Der Text, an dem ich arbeite handelt von Vampiren und ich mache Szeneabhängige Perspektivewechsel. Wenn wir quasi im Kopf eines älteren Vampiren sind, der einen Menschen mit dunkler Haut sieht, verwende ich Begriffe, wie dieser Charakter sie verwenden würde. Also sowas wie "Mokkafarben". Wenn es aber die Perspektive eines "jüngeren" Charakters ist (also weniger als 100 Jahre. Vampire, wie gesagt), verwende ich dann eher die Beschreibung "dunkle Haut". Bei Charakteren, die viel umhergereist sind, kann aber auch so etwas kommen wie "Die Hautfarbe Xs erinnerte ihn an seine Zeit in [Land]".
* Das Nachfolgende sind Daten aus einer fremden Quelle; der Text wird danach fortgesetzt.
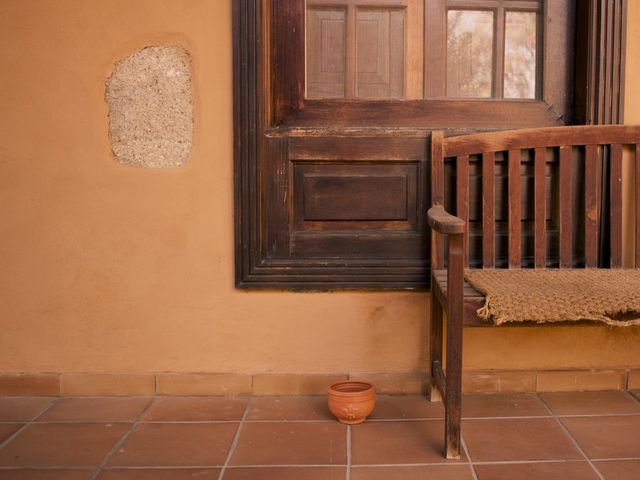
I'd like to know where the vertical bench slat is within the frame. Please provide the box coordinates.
[431,132,445,205]
[431,132,445,270]
[636,144,640,268]
[559,146,572,268]
[610,143,623,268]
[508,149,521,268]
[584,145,599,267]
[456,155,469,267]
[482,152,495,268]
[534,148,546,268]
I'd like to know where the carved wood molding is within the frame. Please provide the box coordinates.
[576,0,628,125]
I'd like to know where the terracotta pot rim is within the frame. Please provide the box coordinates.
[327,380,375,396]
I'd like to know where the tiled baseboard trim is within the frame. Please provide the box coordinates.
[0,368,638,396]
[463,369,637,393]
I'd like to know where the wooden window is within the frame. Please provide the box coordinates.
[272,0,575,129]
[305,0,544,101]
[234,0,627,289]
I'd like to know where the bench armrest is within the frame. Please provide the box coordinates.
[427,206,465,235]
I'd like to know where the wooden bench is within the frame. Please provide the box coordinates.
[427,125,640,459]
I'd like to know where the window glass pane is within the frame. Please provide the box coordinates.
[306,7,347,99]
[356,8,405,99]
[446,10,494,98]
[306,1,423,100]
[504,11,537,99]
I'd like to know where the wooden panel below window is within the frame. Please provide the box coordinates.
[290,232,423,259]
[302,174,408,221]
[257,135,430,269]
[293,162,417,232]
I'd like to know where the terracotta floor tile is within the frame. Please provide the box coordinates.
[474,462,600,480]
[462,393,549,418]
[351,465,474,479]
[246,397,333,421]
[223,467,346,480]
[38,398,151,423]
[98,469,221,479]
[0,397,54,422]
[142,397,247,422]
[351,421,465,464]
[0,423,22,443]
[108,423,237,466]
[0,470,94,480]
[3,392,637,478]
[593,460,640,480]
[463,418,582,462]
[540,391,640,416]
[561,416,640,459]
[230,422,346,465]
[368,395,444,420]
[0,423,129,466]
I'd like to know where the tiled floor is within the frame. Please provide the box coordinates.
[1,392,640,479]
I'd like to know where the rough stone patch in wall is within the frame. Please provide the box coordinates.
[106,46,193,168]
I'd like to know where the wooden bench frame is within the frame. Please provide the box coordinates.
[427,125,640,459]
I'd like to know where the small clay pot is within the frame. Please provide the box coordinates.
[327,380,376,425]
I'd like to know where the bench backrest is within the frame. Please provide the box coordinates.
[431,126,640,270]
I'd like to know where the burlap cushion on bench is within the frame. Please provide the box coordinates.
[464,269,640,326]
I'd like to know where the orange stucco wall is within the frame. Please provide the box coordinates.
[0,0,638,376]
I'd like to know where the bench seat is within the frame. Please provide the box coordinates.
[432,270,486,327]
[434,268,640,327]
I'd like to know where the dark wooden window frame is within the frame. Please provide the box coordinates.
[234,0,627,290]
[270,0,573,129]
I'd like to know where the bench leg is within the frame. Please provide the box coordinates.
[444,320,462,459]
[429,288,443,402]
[444,234,464,460]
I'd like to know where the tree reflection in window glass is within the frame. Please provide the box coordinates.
[504,11,537,99]
[446,10,493,98]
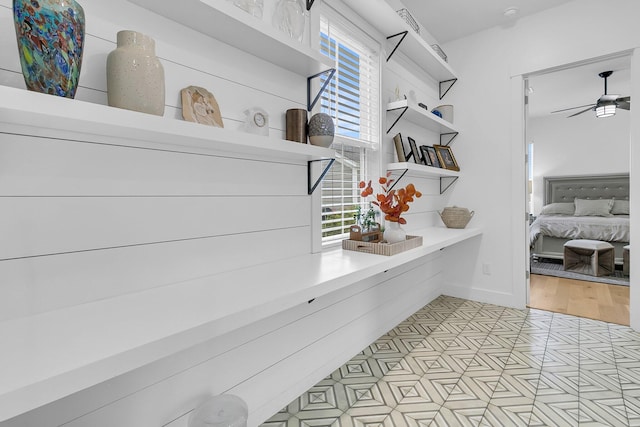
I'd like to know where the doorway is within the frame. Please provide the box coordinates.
[523,54,632,323]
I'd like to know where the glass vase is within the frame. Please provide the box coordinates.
[233,0,263,19]
[13,0,85,98]
[272,0,306,42]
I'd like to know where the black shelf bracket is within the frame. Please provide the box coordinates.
[386,105,409,134]
[307,68,336,111]
[440,132,459,146]
[440,176,458,194]
[306,0,314,10]
[386,168,409,192]
[439,78,457,99]
[386,31,408,62]
[308,158,335,195]
[387,167,457,194]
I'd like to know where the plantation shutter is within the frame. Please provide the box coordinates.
[319,7,380,245]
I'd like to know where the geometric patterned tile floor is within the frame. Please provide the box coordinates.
[260,295,640,427]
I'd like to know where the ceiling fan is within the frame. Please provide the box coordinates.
[550,70,631,118]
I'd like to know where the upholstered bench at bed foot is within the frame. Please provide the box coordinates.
[623,245,630,276]
[563,239,615,277]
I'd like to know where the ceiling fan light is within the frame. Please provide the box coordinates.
[595,104,616,118]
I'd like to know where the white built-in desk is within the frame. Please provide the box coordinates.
[0,226,481,422]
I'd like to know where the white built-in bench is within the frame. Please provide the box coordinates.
[0,226,481,425]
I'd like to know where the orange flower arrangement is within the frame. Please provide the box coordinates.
[359,172,422,224]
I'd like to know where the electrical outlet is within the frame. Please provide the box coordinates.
[482,263,491,275]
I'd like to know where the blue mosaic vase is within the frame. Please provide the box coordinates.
[13,0,85,98]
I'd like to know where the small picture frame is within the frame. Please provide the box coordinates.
[420,145,433,166]
[407,137,424,164]
[434,144,460,171]
[393,133,411,162]
[181,85,224,128]
[422,145,441,168]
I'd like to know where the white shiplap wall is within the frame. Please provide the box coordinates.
[1,0,320,422]
[0,0,312,319]
[0,0,452,425]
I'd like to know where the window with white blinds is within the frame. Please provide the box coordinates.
[319,7,380,245]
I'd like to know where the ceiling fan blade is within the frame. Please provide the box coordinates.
[567,106,594,118]
[550,104,595,114]
[618,101,631,110]
[617,96,630,102]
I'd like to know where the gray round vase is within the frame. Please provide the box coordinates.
[107,30,165,116]
[308,113,335,147]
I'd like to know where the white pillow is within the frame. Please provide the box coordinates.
[574,198,614,217]
[612,199,630,215]
[540,202,575,216]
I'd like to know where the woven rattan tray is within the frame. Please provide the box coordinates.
[342,235,423,256]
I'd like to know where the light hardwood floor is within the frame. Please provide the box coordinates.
[528,273,630,325]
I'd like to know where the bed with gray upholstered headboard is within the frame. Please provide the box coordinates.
[530,173,630,264]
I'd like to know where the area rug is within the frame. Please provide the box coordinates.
[531,258,630,286]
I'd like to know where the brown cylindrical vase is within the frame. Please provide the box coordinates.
[286,108,308,143]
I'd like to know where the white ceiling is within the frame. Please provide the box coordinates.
[400,0,575,44]
[395,0,631,119]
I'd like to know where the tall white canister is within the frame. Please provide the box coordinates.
[107,30,165,116]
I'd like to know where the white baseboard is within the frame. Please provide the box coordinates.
[442,282,525,310]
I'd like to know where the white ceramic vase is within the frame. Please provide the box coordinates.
[107,30,165,116]
[384,221,406,244]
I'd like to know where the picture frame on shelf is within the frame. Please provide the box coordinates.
[393,133,411,162]
[181,85,224,128]
[420,145,433,166]
[408,137,424,164]
[434,144,459,171]
[422,145,441,168]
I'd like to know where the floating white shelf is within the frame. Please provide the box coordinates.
[0,86,334,163]
[128,0,334,76]
[387,162,459,194]
[387,99,459,135]
[347,0,457,82]
[387,162,460,179]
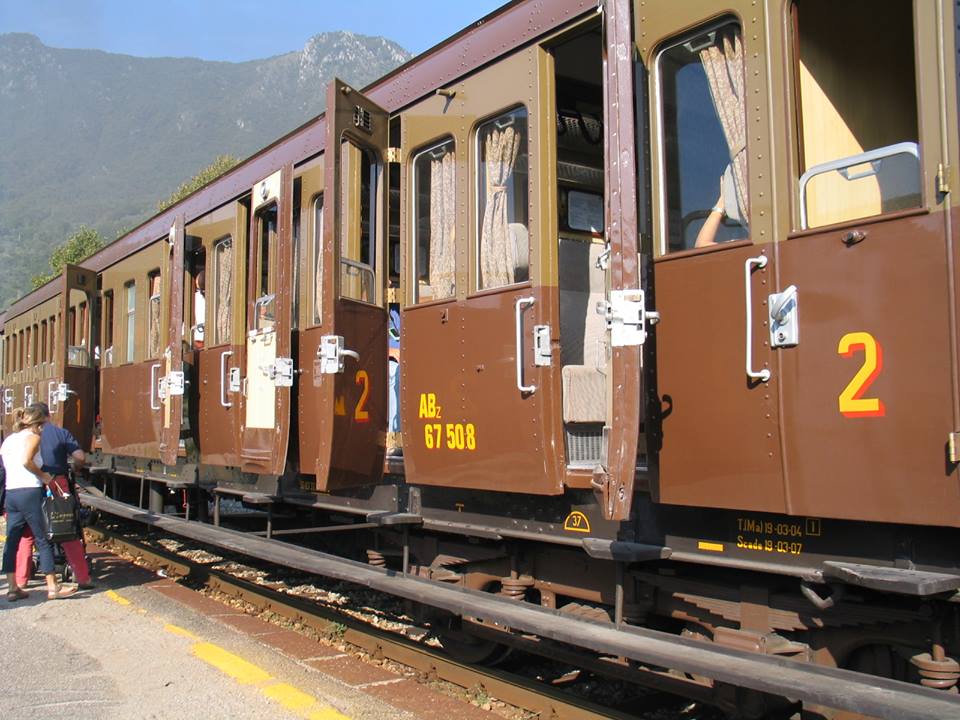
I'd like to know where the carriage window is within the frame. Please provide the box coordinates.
[339,141,377,303]
[39,320,47,364]
[794,0,919,229]
[255,206,277,331]
[292,182,301,330]
[31,324,38,366]
[25,325,32,367]
[213,237,232,345]
[313,194,324,323]
[124,281,136,363]
[147,271,161,359]
[49,316,56,365]
[657,22,749,253]
[477,108,529,289]
[413,137,456,303]
[102,291,114,365]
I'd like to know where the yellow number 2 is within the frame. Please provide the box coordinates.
[837,332,885,418]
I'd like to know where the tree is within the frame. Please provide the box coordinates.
[157,154,241,211]
[31,226,105,289]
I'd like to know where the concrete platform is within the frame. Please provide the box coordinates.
[0,533,496,720]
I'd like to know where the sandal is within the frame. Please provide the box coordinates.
[6,588,28,602]
[47,586,77,600]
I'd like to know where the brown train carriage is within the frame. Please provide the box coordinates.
[3,0,960,708]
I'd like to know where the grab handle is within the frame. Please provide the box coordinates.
[220,351,234,408]
[150,363,161,410]
[744,256,771,382]
[515,296,537,394]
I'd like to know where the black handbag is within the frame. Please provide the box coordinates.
[44,486,80,544]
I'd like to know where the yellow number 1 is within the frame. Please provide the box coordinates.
[837,332,885,418]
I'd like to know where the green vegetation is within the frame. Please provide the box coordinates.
[30,226,105,289]
[157,155,241,211]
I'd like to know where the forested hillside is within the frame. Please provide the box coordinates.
[0,31,410,305]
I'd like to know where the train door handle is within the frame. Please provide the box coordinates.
[744,256,771,382]
[220,351,234,408]
[515,296,537,394]
[150,363,162,410]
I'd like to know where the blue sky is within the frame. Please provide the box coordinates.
[0,1,507,60]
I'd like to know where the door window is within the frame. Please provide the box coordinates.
[147,271,161,359]
[793,0,919,229]
[312,194,324,323]
[124,281,136,363]
[656,21,749,253]
[412,137,456,302]
[254,206,277,331]
[339,141,377,303]
[212,237,233,345]
[476,107,529,289]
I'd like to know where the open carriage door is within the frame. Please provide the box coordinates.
[314,79,389,491]
[240,166,295,476]
[55,264,98,451]
[593,0,649,520]
[159,216,185,466]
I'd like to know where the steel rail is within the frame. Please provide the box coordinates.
[80,490,960,720]
[85,526,638,720]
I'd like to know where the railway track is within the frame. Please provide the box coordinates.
[85,522,683,720]
[79,487,960,720]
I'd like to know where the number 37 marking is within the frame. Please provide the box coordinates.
[837,331,885,418]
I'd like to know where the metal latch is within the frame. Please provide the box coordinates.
[166,371,185,396]
[51,383,74,404]
[533,325,552,367]
[949,432,960,464]
[228,367,241,393]
[2,388,13,414]
[261,357,295,387]
[769,285,799,348]
[318,336,360,375]
[606,289,660,347]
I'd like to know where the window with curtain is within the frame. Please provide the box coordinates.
[313,194,324,324]
[102,291,114,365]
[477,107,529,289]
[125,281,136,363]
[413,137,456,302]
[147,271,161,359]
[657,21,749,253]
[213,237,232,345]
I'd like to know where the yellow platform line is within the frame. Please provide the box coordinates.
[106,590,131,606]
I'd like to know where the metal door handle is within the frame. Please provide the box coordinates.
[744,256,771,382]
[515,296,537,394]
[220,351,233,408]
[48,381,58,408]
[150,363,161,410]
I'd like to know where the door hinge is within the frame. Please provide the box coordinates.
[605,289,660,347]
[261,357,295,387]
[386,147,402,163]
[937,163,951,195]
[949,432,960,464]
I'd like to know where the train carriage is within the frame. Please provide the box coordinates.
[4,0,960,714]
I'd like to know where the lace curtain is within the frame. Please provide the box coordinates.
[428,150,456,299]
[215,241,233,344]
[699,28,749,222]
[479,123,521,288]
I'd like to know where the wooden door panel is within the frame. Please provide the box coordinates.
[654,245,783,512]
[160,216,185,465]
[780,212,958,525]
[197,345,240,466]
[313,79,389,492]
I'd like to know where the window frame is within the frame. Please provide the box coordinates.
[652,17,749,256]
[472,105,531,293]
[410,135,457,305]
[124,280,136,364]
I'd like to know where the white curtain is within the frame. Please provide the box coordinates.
[479,125,521,288]
[700,28,749,222]
[216,242,232,343]
[428,151,456,299]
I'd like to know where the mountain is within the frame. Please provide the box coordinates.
[0,32,411,306]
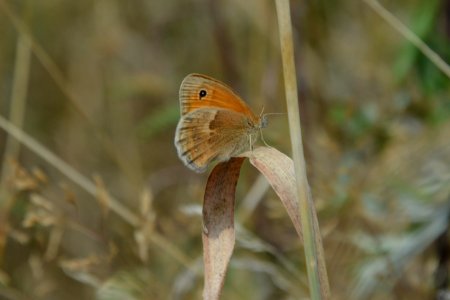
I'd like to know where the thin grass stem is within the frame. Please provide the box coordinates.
[363,0,450,79]
[275,0,330,298]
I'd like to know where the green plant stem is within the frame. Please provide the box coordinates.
[275,0,330,298]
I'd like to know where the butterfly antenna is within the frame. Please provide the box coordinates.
[259,105,264,118]
[263,112,287,117]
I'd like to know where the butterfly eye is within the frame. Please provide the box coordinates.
[199,89,207,99]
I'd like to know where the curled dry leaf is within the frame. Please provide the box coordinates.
[242,146,303,241]
[202,157,244,300]
[245,147,329,296]
[202,147,310,299]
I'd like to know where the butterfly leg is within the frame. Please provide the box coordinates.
[259,128,271,147]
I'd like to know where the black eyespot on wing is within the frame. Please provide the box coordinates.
[199,89,207,99]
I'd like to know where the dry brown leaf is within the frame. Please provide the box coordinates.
[32,167,48,185]
[243,146,303,241]
[60,183,78,208]
[12,164,39,191]
[246,147,329,293]
[93,175,111,218]
[202,147,326,299]
[30,193,54,211]
[44,225,65,261]
[202,157,244,300]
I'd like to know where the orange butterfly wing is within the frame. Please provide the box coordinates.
[175,108,252,172]
[175,73,261,173]
[179,73,258,123]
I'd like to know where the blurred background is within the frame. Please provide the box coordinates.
[0,0,449,299]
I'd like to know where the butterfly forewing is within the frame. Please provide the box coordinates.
[179,73,258,122]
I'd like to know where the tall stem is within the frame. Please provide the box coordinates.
[275,0,330,298]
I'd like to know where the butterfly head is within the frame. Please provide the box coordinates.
[260,114,269,129]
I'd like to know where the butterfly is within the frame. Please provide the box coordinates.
[174,73,267,173]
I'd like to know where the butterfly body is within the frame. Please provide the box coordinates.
[174,73,265,173]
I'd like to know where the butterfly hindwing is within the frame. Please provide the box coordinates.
[174,108,254,173]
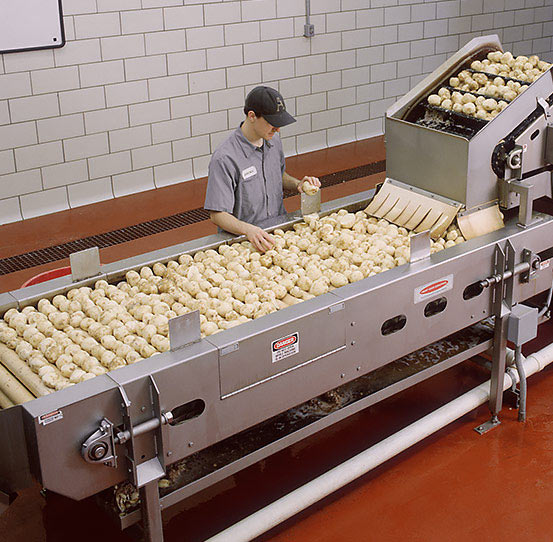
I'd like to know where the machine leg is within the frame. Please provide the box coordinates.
[489,314,508,416]
[475,315,508,435]
[140,480,164,542]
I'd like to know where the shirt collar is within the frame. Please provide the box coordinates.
[235,125,272,159]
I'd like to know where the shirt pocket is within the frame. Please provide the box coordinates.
[237,173,265,219]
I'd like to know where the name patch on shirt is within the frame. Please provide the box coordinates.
[242,166,257,180]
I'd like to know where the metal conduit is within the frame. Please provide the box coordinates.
[205,343,553,542]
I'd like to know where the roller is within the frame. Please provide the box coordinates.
[0,388,14,409]
[0,363,35,404]
[0,344,52,398]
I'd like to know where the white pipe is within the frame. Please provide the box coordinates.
[206,343,553,542]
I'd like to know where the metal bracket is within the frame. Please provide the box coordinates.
[409,230,431,263]
[474,416,501,435]
[70,246,101,282]
[537,96,550,119]
[507,180,534,227]
[81,418,117,468]
[138,375,166,487]
[492,242,514,318]
[220,342,239,356]
[300,190,321,216]
[488,241,515,419]
[520,248,541,283]
[169,310,201,351]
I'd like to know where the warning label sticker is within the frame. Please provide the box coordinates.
[271,332,299,363]
[540,259,551,270]
[38,409,63,426]
[414,274,454,304]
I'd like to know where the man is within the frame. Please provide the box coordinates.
[204,86,320,252]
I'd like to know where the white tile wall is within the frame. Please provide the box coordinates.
[154,159,194,187]
[112,168,154,197]
[0,151,15,176]
[0,0,551,224]
[0,197,23,224]
[20,187,69,219]
[68,177,113,208]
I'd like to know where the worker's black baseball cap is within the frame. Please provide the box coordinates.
[244,86,296,128]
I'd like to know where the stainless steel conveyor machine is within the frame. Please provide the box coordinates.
[1,36,553,541]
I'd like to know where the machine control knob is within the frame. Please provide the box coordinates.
[89,442,109,461]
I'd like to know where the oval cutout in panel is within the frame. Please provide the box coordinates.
[424,297,447,317]
[463,281,484,300]
[530,129,539,141]
[169,399,205,426]
[381,314,407,336]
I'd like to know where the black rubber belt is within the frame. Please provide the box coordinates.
[0,160,385,276]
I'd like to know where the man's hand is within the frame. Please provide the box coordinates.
[297,176,321,193]
[209,211,275,252]
[245,224,274,252]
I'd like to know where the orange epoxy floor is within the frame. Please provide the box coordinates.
[1,136,553,542]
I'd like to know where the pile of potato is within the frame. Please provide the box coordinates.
[0,211,465,399]
[471,51,551,82]
[427,51,551,121]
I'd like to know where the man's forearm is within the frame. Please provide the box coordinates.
[282,171,301,192]
[209,211,252,236]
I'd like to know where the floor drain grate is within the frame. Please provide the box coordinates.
[0,160,385,276]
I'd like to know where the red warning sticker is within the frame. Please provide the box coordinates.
[414,274,453,304]
[272,332,299,363]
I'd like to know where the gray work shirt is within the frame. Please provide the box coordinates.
[204,126,286,226]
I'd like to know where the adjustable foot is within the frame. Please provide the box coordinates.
[474,415,501,435]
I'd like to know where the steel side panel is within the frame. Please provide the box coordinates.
[335,216,553,368]
[107,341,220,470]
[21,374,126,500]
[9,273,108,310]
[209,215,553,434]
[0,293,18,314]
[386,117,470,205]
[207,294,346,397]
[0,405,33,493]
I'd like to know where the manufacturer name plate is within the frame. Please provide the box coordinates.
[414,274,453,304]
[271,332,299,363]
[38,409,63,426]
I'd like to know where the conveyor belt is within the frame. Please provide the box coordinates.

Damit umgeht man solche Problematiken komplett, da die Beschreibungen aus Sicht der Charaktere und dessen Überzeugungen kommen und es hat zusätzlich den Vorteil, dass der Leser sich besser in besagten Charakter hinein versetzen kann - und den Charakter dadurch mal mehr und mal weniger leiden kann. Charakter ist ein Arschloch? Verwende entsprechende Beschreibungen, wenn er/sie etwas betrachtet. Charakter ist ein Heiliger? Verwende entsprechende Beschreibungen, wenn er/sie etwas betrachtet.

Wobei ich natürlich weiß, dass viele Geschichten auch nur einen PoV-Charakter haben. Aber selbst hier würde ich Beschreibungen aus Sicht des entsprechenden Charakters machen - und sei es nur für die Immersion des Lesers durch das Einempfinden in die Gedankenwelt/das Weltbild des Charakters.